The story rang true, especially when I remembered Tom telling Sir Robert Pomeroy at the Hearthside Guild meeting that he disliked sports. It simplified things for my conscience where Mrs. Large was concerned. Also there was something about Tom that touched me. I found myself thinking about that old picture book, the one I had found in the attic about the wicked gnomes who had holed up in the old lady’s rockery. Maybe if I had read it to the end, I would have discovered the little men were unhappy at being dug up all the time and the old lady was a fiend with a hoe.
“You have a beautiful garden,” I told Tom, as I drank the cup of tea he poured for me. “Have you done much to it since you moved in?”
“Things are the way I found them.” He got up to refill the pot. “I always lived in a flat with not so much as a window box to fill with geraniums. But the garden was the main reason I bought this house, and now spring’s here, I’d like to get my hands in the earth. Trouble is, I don’t know where to start. I could be pulling up plants thinking they’re weeds.”
“You should come and talk to Jonas—he’s the original green thumb,” I said. “Really, you’d be doing him a favor, because he can’t work much in the garden anymore and he misses it.”

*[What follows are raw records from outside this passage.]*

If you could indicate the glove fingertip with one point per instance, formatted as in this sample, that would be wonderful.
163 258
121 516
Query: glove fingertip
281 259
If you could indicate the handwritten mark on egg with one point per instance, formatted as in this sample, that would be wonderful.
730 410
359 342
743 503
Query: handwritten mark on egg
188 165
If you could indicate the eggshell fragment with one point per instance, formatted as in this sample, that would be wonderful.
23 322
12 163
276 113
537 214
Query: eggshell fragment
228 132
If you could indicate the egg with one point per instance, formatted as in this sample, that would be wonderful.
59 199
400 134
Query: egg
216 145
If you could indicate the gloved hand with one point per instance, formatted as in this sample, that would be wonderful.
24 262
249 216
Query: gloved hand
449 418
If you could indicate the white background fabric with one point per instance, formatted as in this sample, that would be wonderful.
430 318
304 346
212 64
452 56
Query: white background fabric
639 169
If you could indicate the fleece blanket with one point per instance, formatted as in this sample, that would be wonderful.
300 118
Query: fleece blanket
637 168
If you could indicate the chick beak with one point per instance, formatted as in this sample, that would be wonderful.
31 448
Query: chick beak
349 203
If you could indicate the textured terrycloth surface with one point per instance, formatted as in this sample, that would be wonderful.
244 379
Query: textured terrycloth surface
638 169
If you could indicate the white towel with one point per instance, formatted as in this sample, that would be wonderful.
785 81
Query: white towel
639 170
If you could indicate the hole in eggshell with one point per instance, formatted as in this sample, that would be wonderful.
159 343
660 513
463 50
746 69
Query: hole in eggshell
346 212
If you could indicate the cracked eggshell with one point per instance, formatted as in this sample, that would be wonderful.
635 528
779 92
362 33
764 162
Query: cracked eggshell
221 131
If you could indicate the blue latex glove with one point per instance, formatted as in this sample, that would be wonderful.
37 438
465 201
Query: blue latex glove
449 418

“And you must miss having a gardener,” Tom replied.
“Oh, Jonas is much more than that to our family.” I drank the last drops of my tea and stood up. “What we mind is that he seems to be failing. That’s why I’d better get moving. I’m going to see his doctor. To find out what can be done to help him.”
“I see.” Tom removed his apron and took me back through the hall to the front door. “Perhaps I’ll stop by at Merlin’s Court sometime. I could bring some books of wallpaper with me, seeing I’ve heard you’re in the decorating business and I could use some advice so as not to make things look worse rather than better.”